To measure the effectiveness of our program we gathered a variety of qualitative and quantitative data sources that took the form of observations, checklists and surveys of teacher perception. Our fine motor and gross motor programs were easy to quantify: we had checklists of achievement, and our observers could tick boxes to chart our sample students’ individual progress.

After reviewing the data, we felt the fine and gross motor intensive programs had delivered excellent student gains. On average across our four prep classes, we observed a 33.75 per cent increase in fine motor skills and a 73.5 per cent increase in gross motor skills. So, our prep teachers continued with the intensive style of fine and gross motor program after the initial period had elapsed on the basis of the progress that had been made in the previous four weeks.

Our social, emotional and classroom skills data was more qualitative in nature, and required a lot of analysis of phrases and opinions by staff. The kinds of quantifiers that were deemed to be positive indications of student progress were observations where it was noted that a student could do things like:

  • Enter a group effectively and politely;
  • Move around a classroom correctly (push in their chair, tidy their table);
  • Take turns and use manners when doing so;
  • Have accountable talk exchanges;
  • Sit and use ‘study skills’ (sitting/listening stamina);
  • Explain their feelings to others after a negative outcome or exchange;
  • Use positive talk to engage with others;
  • Correctly understand the day-to-day routine matters of a classroom and engage with them appropriately (following timetables, walking in lines, lining up at doors etc.).

It could be argued that many of our staff had an ‘investment bias’ in this qualitative data collection, but with the addition of unbiased observer’s opinions to the survey data, we feel that this part of program has indicated success.
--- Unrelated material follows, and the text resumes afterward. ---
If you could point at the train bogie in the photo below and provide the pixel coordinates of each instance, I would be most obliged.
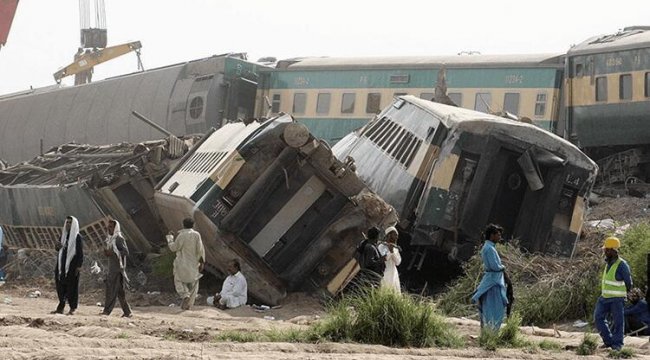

It is also potentially worthwhile noting that these skills would have naturally developed over the course of our term. What we wanted at our school was to have students ready to learn as quickly as possible. In this regard, the social and emotional factors were skills we wanted in place for students over the shortest period of time possible, with the idea that this would offset any ‘COVID-19 lag’. According to our data and analysis, we managed to achieve this aim.

Moving into 2022

At Kerrimuir Primary School we see the benefit of our Ready to Learn program. Ensuring students have all the essential skills to be able to access the curriculum is something we are committed to in 2022. While we originally put this program in place to offset the ‘COVID-19 lag’, we see the importance of it as an ongoing commitment to building upon early learning done in pre-school programs.

We feel that once a student is comfortable with their surrounds, understands school processes, can engage with others productively and has core fine and gross motor skills, this is truly a student who is ready to learn.

As an early years’ teacher, reflect on how you support incoming students to be ready to learn in their first year of primary school. How has COVID-19 impacted the support you offer?

Consider the skills prep classes were focusing on in this intervention: fine motor skills, gross motor skills, social and emotional skills, and classroom skills. As a prep teacher, when was the last time you reviewed the work you’re doing with students in their first few weeks of school on these skills? Is there room for improvement?